The point is that “postpartum depression harms babies” turns out to be a sentence that travels well in countries where babies are also being harmed by the absence of nearly everything else.

What the screening tool is solving for

The Edinburgh Postnatal Depression Scale is now part of standard postnatal care across most of the wealthy world. The American Academy of Pediatrics, in a 2019 clinical report led by Marian Earls, recommends screening at the one-, two-, four-, and six-month well-child visits. The questionnaire takes maybe four minutes. A high score routes a mother to her primary care doctor, sometimes to therapy, sometimes to medication.

What the questionnaire cannot do is route her to a country with different policy. It cannot fix the absence of leave, the absence of cash transfer, the absence of food security, the absence of housing. In low-income settings, where the bonding-frame infant outcomes do reliably show up, the questionnaire arrives at the end of a chain that broke long before any pediatrician saw the family.

A screening tool detecting a condition whose downstream harms are produced mostly by the conditions around it is a strange kind of intervention. Useful at the individual level, where a struggling mother gets care. Less useful as a public-health story about why babies do or do not thrive.

The chart that is fine

The bonding frame is comfortable for everyone but the mother. It lets wealthy-country policy keep its hands clean. It locates a public-health failure inside the most exhausted person in the room. It gives clinicians a target. It gives writers a story. She is the one who gets the diagnosis.

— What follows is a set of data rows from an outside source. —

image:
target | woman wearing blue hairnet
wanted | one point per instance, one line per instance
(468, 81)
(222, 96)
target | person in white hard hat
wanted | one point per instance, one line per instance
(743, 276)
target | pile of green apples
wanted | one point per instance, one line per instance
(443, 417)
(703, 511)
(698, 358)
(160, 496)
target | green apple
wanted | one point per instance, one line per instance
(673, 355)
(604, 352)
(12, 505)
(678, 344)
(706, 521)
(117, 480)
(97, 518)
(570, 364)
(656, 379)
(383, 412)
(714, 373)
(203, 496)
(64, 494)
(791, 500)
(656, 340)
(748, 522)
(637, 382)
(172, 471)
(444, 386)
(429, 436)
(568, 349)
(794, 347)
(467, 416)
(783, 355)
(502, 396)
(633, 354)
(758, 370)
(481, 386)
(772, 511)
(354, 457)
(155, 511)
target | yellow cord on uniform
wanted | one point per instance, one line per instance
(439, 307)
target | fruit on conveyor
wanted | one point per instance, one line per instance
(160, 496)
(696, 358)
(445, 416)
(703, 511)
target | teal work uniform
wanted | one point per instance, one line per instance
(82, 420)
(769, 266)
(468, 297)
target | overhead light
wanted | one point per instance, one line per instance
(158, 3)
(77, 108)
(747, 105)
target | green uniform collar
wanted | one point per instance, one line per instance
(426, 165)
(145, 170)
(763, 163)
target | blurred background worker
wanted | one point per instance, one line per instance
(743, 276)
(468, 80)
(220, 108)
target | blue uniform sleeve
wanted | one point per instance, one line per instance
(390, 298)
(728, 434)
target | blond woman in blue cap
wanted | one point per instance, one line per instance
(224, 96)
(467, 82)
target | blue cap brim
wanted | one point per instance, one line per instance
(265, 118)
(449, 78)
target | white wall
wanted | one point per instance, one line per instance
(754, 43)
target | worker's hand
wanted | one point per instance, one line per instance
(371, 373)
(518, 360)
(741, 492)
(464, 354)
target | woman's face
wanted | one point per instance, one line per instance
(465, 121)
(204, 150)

The mother in the pediatrician’s office whose Edinburgh score is high and whose baby is fat and happy is not an anomaly. She is what the data, read carefully, would predict.

She is also not a reassurance. Her depression is still depression. The bonding she is afraid she is failing at is still hard. What she does not deserve is a script that has told her, for forty years, that her sadness is reaching into her child’s body in a way that, in her circumstances, it largely is not. What she might use instead is permission to take her sadness seriously without taking her child’s growth chart as evidence against her.

The mother in a setting where her baby is not fine deserves something else entirely. She deserves the question we have been asking inside her to be asked outside her, too.